Negative control, 0.305, 1.22, 4.88, 19.5, 78.1, 313, 1250, 5000 µg/plate

Vehicle / solvent:

DMSO

Details on test system and experimental conditions:

This study was performed by the pre-incubation method without and with S9 mix. Triplicate plates were used for the negative control group, and duplicate plates were used for the positive control and the test substance treatment groups.

Procedures
After 0.1 mL of the test substance solution, vehicle or the positive control substance solution, 0.5 mL of 0.1 M sodium phosphate bufier (pH 7.4) or S9 mix and 0.1 mL of the bacterial culture were added to a test tube, the mixture as shaken at 37±0.5°C for 20 minutes. Two milliliters of the soft agar were then added to each tube and the mixture was poured onto a minimal glucose agar plate. The number of revertant colonies was counted after incubation at 37±0.5°C for 48 hours.

Confirmation of Sterility
The highest concentration of the test substance solution (0.1 mL) and S9 mix (0.5 mL) were individually mixed with 2 mL of the soft agar and were poured onto the minimal glucose agar plate in order to examine bacterial contamination.
Bacterial contamination was judged with those plates after incubation at 37±0.5°C for 48 hours.
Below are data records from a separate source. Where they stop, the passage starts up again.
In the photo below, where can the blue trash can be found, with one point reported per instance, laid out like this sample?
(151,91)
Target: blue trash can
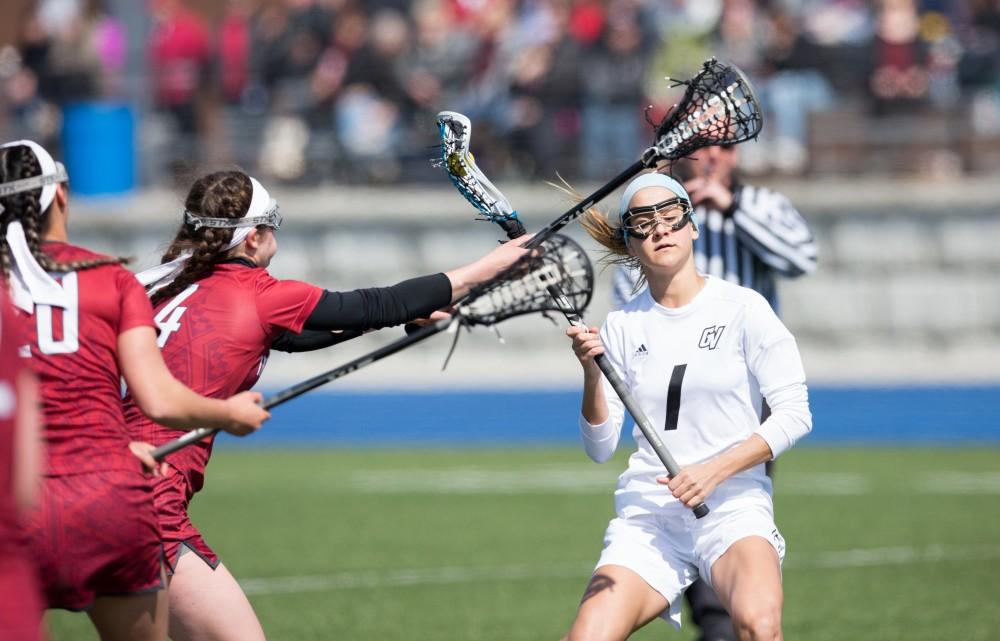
(99,148)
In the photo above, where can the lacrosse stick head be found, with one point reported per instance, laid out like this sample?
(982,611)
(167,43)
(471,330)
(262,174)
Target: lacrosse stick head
(719,107)
(523,288)
(457,160)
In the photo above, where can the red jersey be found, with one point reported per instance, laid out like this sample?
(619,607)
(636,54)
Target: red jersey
(215,336)
(74,351)
(11,534)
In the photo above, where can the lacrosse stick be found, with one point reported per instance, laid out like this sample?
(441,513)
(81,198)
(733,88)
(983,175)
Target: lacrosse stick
(518,290)
(470,181)
(719,107)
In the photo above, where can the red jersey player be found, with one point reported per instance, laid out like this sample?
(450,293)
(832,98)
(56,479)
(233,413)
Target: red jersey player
(20,458)
(219,313)
(95,535)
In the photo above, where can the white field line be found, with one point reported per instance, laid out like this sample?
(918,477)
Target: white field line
(572,479)
(832,560)
(568,479)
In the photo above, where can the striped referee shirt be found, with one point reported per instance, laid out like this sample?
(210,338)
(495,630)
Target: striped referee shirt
(764,236)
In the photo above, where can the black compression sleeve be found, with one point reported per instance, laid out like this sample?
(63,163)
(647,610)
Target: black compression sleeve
(311,339)
(379,307)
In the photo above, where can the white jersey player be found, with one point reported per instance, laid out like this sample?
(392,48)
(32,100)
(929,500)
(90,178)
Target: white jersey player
(699,354)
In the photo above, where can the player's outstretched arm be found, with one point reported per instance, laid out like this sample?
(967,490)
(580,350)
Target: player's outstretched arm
(468,276)
(169,402)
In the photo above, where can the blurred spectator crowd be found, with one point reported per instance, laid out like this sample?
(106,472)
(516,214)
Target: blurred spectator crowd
(317,90)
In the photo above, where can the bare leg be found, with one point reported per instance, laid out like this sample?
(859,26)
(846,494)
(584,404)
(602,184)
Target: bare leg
(209,605)
(747,579)
(617,602)
(142,617)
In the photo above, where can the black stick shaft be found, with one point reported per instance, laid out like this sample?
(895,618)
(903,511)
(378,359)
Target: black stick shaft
(312,383)
(645,426)
(584,205)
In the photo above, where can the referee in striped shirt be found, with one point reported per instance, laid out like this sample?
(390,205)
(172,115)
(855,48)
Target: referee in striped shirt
(746,235)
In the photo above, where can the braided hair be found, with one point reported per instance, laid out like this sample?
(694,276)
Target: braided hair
(222,194)
(16,163)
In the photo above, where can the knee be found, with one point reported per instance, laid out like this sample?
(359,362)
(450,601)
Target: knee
(758,622)
(593,629)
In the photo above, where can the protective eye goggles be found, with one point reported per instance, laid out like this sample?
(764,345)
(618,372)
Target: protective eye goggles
(270,218)
(640,222)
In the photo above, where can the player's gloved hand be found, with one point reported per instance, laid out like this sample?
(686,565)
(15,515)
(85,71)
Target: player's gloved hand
(245,413)
(500,258)
(143,451)
(709,190)
(586,345)
(693,485)
(435,316)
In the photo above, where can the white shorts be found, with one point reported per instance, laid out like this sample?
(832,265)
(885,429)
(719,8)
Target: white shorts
(670,553)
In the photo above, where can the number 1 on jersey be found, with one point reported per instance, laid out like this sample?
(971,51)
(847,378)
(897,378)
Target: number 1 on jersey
(168,320)
(674,397)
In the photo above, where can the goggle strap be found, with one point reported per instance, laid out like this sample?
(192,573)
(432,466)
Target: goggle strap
(35,182)
(271,219)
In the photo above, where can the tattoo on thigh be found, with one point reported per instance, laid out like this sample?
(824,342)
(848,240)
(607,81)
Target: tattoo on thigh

Negative Control and Positive Controls
The vehicle was employed as a negative control. As positive controls 2-(2-FuryI)-3-(5-nitro-2 furyl)acrylamide, Sodium azide, 2-Aminoanthracene were used.

Evaluation criteria:

The test substance was judged to be positive when the number of revertant colonies increased to twice or more than that in the negative control and when the responses were dose-related and/or reproducible. The other cases were judged to be negative. No statistical methods were used.

Results and discussion

Additional information on results:

The mutagenicity of the test substance was judged to be negative because the number of the revertant colonies in the test substance treatment groups in all tester strains was less than twice that in the negative control without and with S9 mix.
The numbers of the revertant colonies in the positive controls were above twice that in the negative controls, The test results showed that the numbers of revertant colonies in the negative control and the positive controls were within the range of the historical data at the testing facility. It was also confirmed that no bacterial contamination was observed, which indicates the test results to be valid.

Applicant's summary and conclusion

Conclusions:

It was concluded that MACROLEX Rot B did not induce mutations under the present test conditions.

Executive summary:

The ability of MACROLEX Rot B to induce mutations was investigated using Salmonella typhimurium strains TA 100, TA1535, TA98 and TA1537 and Escherichia coli strain WP2uvrA with a pre-incubation method in the absence and presence of a metabolic activation System (S9 mix).

As a result, the mutagenicity of the test substance was judged to be negative because the numbers of revertant colonies in the test substance treatment groups were less than two times that in each negative control in all testet strains with and without S9 mix.

Consequently, it was concluded that MACROLEX Rot B had no ability to induce mutations under the present test conditions.